His patience has finally paid off.
Weeks recently accepted an offer to walk on at Marshall University, the school that he truly wanted to attend all along.
“Marshall is my West Virginia (University) to everybody else,” Weeks said Thursday. “They have always been my favorite.”
Weeks’ prolonged time to make a choice was taken as an indicator that he was waiting on something special. Signing day — the first Wednesday of February — came and went without a word from Weeks, a former first-team all-state captain.
“I was really quiet about it,” he said. “Even my parents couldn’t get the info out of me. I kept it to myself.”
Vince Culicerto, Weeks’ head coach at Shady Spring, fielded several inquiries from coaches of teams in the now-defunct West Virginia Intercollegiate Athletic Conference. He didn’t know what Weeks’ choice was going to be, but he did have an inkling of what his former quarterback was thinking.
“We talked about it a few times,” said Culicerto, the uncle of former Thundering Herd linebacker Pete Culicerto. “He was going to play. Folks always asked me about him and I said he is going to play somewhere.
“Marshall over the last couple of years has been checking on him. He’s been to a couple of camps there and his team went to 7-on-7 camps there and they liked what they saw in him.
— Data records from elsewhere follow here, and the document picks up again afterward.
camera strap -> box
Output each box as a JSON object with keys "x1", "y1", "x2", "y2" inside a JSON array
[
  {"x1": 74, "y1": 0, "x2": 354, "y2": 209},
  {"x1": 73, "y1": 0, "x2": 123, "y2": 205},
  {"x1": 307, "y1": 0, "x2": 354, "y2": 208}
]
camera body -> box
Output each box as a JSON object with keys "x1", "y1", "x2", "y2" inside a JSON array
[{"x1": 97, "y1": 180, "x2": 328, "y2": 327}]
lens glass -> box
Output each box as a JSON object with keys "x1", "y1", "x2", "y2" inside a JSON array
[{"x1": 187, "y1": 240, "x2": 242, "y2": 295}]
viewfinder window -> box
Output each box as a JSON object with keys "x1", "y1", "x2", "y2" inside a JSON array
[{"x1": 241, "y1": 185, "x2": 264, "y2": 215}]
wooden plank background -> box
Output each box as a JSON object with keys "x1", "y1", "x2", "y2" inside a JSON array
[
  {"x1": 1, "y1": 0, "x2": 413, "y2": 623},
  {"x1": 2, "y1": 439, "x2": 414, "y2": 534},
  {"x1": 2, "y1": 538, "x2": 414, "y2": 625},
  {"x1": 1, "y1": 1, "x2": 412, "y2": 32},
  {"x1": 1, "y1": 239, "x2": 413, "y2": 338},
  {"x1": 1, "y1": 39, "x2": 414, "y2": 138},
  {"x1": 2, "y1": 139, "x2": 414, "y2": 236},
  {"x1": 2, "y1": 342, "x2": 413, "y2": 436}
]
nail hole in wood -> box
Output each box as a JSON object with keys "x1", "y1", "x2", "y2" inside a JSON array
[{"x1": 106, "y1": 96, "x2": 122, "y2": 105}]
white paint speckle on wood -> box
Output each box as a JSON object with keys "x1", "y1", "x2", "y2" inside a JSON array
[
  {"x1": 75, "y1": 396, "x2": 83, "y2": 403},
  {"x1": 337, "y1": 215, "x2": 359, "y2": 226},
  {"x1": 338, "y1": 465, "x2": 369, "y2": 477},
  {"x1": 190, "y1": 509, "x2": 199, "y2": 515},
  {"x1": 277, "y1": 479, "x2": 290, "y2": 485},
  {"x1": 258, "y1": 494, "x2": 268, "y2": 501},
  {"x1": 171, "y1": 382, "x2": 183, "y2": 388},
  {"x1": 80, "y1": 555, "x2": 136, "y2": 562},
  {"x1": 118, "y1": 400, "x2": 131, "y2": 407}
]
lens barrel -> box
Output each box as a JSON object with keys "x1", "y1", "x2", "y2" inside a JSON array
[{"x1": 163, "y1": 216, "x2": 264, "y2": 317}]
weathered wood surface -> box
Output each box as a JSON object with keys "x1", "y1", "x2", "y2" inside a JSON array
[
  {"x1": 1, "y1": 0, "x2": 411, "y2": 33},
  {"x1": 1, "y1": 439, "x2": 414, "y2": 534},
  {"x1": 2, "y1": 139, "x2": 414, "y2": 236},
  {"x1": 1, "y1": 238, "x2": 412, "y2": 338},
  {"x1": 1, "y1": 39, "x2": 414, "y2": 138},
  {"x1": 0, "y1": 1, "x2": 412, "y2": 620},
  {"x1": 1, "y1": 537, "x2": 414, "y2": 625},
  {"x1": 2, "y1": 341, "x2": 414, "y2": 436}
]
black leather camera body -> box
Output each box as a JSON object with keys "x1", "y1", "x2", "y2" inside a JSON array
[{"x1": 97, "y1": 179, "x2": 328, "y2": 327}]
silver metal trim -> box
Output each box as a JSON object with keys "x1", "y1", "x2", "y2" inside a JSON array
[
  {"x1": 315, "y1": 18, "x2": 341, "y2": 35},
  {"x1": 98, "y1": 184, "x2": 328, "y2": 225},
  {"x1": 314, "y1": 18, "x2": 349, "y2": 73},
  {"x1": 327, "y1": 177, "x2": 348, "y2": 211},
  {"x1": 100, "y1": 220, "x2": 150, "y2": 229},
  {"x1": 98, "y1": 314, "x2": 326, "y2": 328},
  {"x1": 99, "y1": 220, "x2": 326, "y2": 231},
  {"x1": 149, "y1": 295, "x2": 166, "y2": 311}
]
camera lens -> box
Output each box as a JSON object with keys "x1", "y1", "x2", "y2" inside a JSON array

“He made it clear to me that was where he wanted to go first.”
Weeks (6-foot-3, 210 pounds) started attending camps after his sophomore year with the Tigers. He returned after his junior season, when Shady ran through a perfect regular season and was rated No. 2 in Class AA. The year ended with a state semifinal loss to eventual state champion Wayne, but it was overall beneficial for Weeks.
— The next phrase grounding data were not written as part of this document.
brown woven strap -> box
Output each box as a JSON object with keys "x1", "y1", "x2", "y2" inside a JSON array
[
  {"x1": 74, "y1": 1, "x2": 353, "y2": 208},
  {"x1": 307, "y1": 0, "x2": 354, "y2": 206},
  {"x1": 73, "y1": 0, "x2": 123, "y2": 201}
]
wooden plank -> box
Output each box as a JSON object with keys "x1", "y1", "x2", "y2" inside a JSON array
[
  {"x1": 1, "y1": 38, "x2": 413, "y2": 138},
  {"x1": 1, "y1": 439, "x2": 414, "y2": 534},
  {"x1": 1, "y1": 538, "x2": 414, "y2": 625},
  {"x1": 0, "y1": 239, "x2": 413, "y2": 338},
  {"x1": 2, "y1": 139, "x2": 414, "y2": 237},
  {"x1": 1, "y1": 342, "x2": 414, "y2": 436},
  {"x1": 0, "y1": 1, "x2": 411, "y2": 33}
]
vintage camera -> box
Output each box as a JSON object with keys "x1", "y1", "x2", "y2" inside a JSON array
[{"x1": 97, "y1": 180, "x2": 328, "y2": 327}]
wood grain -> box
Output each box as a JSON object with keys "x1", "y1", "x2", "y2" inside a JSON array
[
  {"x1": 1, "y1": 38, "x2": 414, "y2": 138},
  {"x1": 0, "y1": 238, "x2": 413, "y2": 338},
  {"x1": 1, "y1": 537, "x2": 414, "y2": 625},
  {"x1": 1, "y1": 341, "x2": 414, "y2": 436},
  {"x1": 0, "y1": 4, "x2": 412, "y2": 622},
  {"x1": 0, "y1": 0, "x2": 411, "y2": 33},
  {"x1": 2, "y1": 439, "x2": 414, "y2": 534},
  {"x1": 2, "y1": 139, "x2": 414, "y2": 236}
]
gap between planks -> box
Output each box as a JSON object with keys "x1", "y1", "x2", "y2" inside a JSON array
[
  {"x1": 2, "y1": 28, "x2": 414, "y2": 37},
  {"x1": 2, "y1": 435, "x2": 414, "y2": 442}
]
“They talked to me a lot that year,” Weeks said.
He felt like that interest waned after his senior season, when Shady jumped to Class AAA. The Tigers were winless against teams from the highest classification, but defeated all five double-A opponents to break even.
Frustration started to settle in, and Weeks momentarily thought about giving up on his dream.
But, last month, his phone rang and Marshall offensive coordinator Bill Legg was on the other end. Jajuan Seider had been recruiting Weeks before taking the running backs coaching spot at WVU, and Legg took over.
“It was a relief,” Weeks said. “You enjoy the process, but once you definitely know where you are going, it is very relieving.”
“He has been (working out) hard as soon as he got that call,” Culicerto said. “He had already been going at it, throwing and getting in some weightlifting and running, but after that call came he has really beared down. He’s here every day lifting and he’s run a million miles.”
Weeks was the captain of the Class AA all-state first team his junior year, when he completed 119 of 176 passes for 2,293 yards. He threw 27 touchdown passes and just four interceptions.
He threw for 2,002 yards and 19 touchdowns as a senior.
“I was very lucky, because a lot of high school quarterbacks don’t get to throw as much as we did,” Weeks said. “I was blessed to be in a system where the coaches let me show my talent and with some great blocking receivers and great running backs. I was lucky.”
Weeks, who will major in accounting before going on to law school, will start summer classes June 7 and begin lifting and throwing three days later.